How do you solve (x²-5x+5)^x2+4x-60=2 without graphing technology? Is there a way to solve this problem using logarithms?

One could estimate the root through numerical methods.

 

[BigBeachBanana]

How do you solve (x²-5x+5)^x2+4x-60=2 without graphing technology? Is there a way to solve this problem using logarithms?

If the RHS were 1 then it's possible to solve algebraically. I don't see it with 2.

 

[lookagain]

How do you solve (x²-5x+5)^x2+4x-60=2 without graphing technology?

The right-hand side is definitely meant to be 1, because those polynomials were
chosen on purpose. With a 1 on the right-hand side, there are five integer solutions
that can be solved for using the properties of bases and exponents.

 

[Dr.Peterson]

The right-hand side is definitely meant to be 1, because those polynomials were
chosen on purpose. With a 1 on the right-hand side, there are five integer solutions
that can be solved for using the properties of bases and exponents.
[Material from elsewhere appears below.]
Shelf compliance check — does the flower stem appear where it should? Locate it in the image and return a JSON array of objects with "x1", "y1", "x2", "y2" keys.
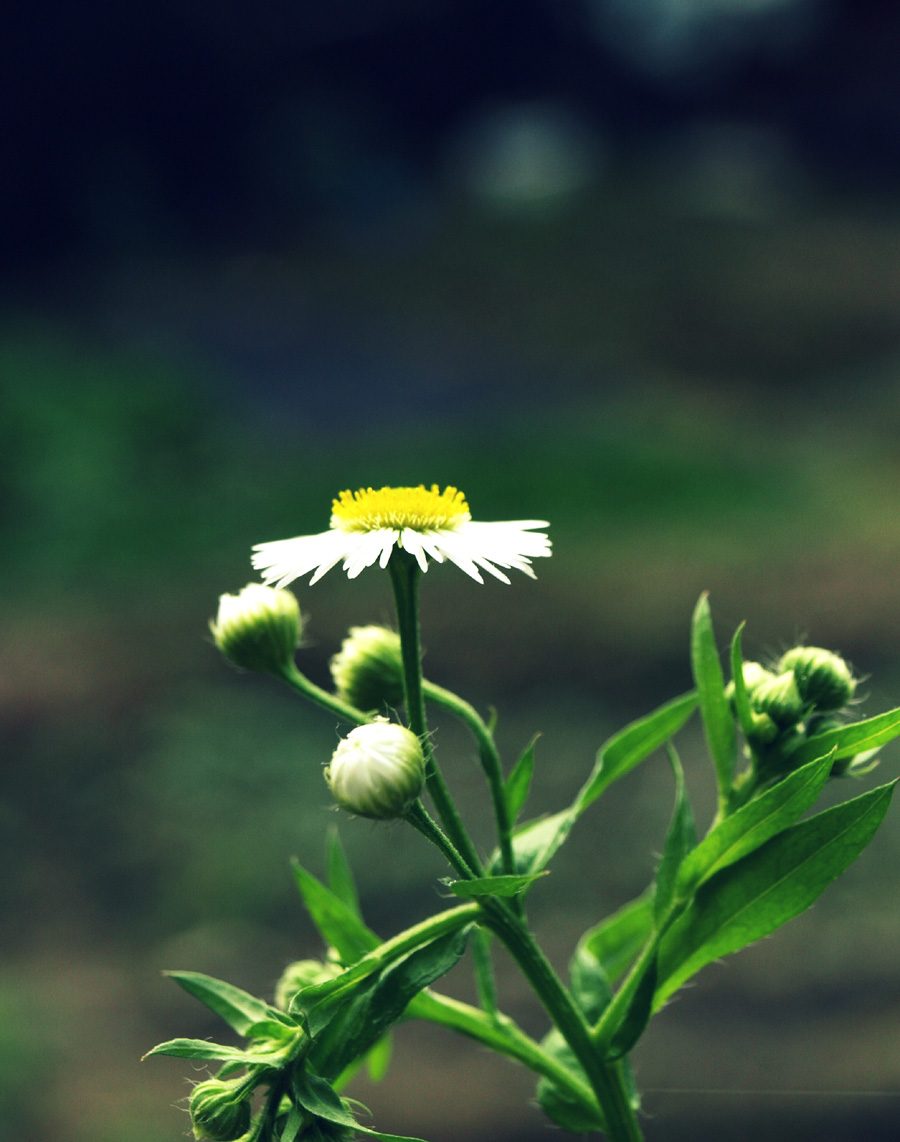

To put this another way, this type of problem, with a 1 for the RHS, is a standard "trick" problem designed to be solvable. Such problems are unrealistic, because real-life problems typically are not designed that way. Students should be taught not only that interesting tricks can be used in special cases, but also that most equations one could write down randomly, or that arise in real life, can't be solved exactly! Teaching only what can be done when we make up the problem intentionally is poor preparation for actually using math.

So if the OP intended to say, "If I modify this problem I was given by replacing 1 with 2, can it still be solved?", the answer is No. (In that case, the number was meant to be 2, as far as the OP is concerned!) The same answer applies if (by some very odd chance) the equation came from a real-life problem. But if it was an assignment, then almost certainly @lookagain is right.

Incidentally, even graphing will not reveal all 5 solutions! One of them is invisible on a typical computer-based graph, because it is on a region where the LHS is very badly behaved.

 

[Steven G]

Assuming 1 instead of 2, how can we get 5 solutions?
I know that you can get 2 solutions from the base and 2 from the exponent which means you can have up to 4 solutions. Where does the 5th come from?

 

[Dr.Peterson]

Assuming 1 instead of 2, how can we get 5 solutions?
I know that you can get 2 solutions from the base and 2 from the exponent which means you can have up to 4 solutions. Where does the 5th come from?

The base can be 1 (2 solutions) or -1 (with an even exponent - one solution), or the exponent can be 0 (2 solutions).

It's the solution where the base is -1 that is in a badly-behaved region, as negative numbers to powers go all over the place (including complex).

 

[BigBeachBanana]

Assuming 1 instead of 2, how can we get 5 solutions?
I know that you can get 2 solutions from the base and 2 from the exponent which means you can have up to 4 solutions. Where does the 5th come from?

[imath]a^b=1[/imath] when:
1) [imath]b=0, a \neq 0[/imath]
2) [imath]a=1[/imath], any value of [imath]b[/imath]
3) [imath]a=-1[/imath] and [imath]b[/imath] is even.

 

[Ted Brown]

One could estimate the root through numerical methods.

Thanks, I'm looking into that.

The base can be 1 (2 solutions) or -1 (with an even exponent - one solution), or the exponent can be 0 (2 solutions).

It's the solution where the base is -1 that is in a badly-behaved region, as negative numbers to powers go all over the place (including complex).

I graphed the equation where the right side is 1 using multiple methods, and indeed none of them showed 2 as a root. Could you elaborate on what you mean by it being in "a badly-behaved region"?

 

[Dr.Peterson]

I graphed the equation where the right side is 1 using multiple methods, and indeed none of them showed 2 as a root. Could you elaborate on what you mean by it being in "a badly-behaved region"?

Here is what I said:

It's the solution where the base is -1 that is in a badly-behaved region, as negative numbers to powers go all over the place (including complex).

Try evaluating the expression for values of x near 2. For example, when x=2.1, we get (x^2-5x+5)^(x^2+4x-60) = (2.1^2-5*2.1+5)^(2.1^2+4*2.1-60) = (-1.09)^-47.19 = 0.0171334, while when x=2.01, we get (x^2-5x+5)^(x^2+4x-60) = (2.01^2-5*2.01+5)^(2.01^2+4*2.01-60) = (-1.0099)^-47.9199 reports "invalid input" on my calculator; presumably it's a complex number, which is what you get when you raise a negative number to a fractional power with an even denominator.

When I graphed it in Desmos, I defined the function as f(x) and plotted (a, f(a)) using a slider for a, and watched the dot appear and disappear as I slid it!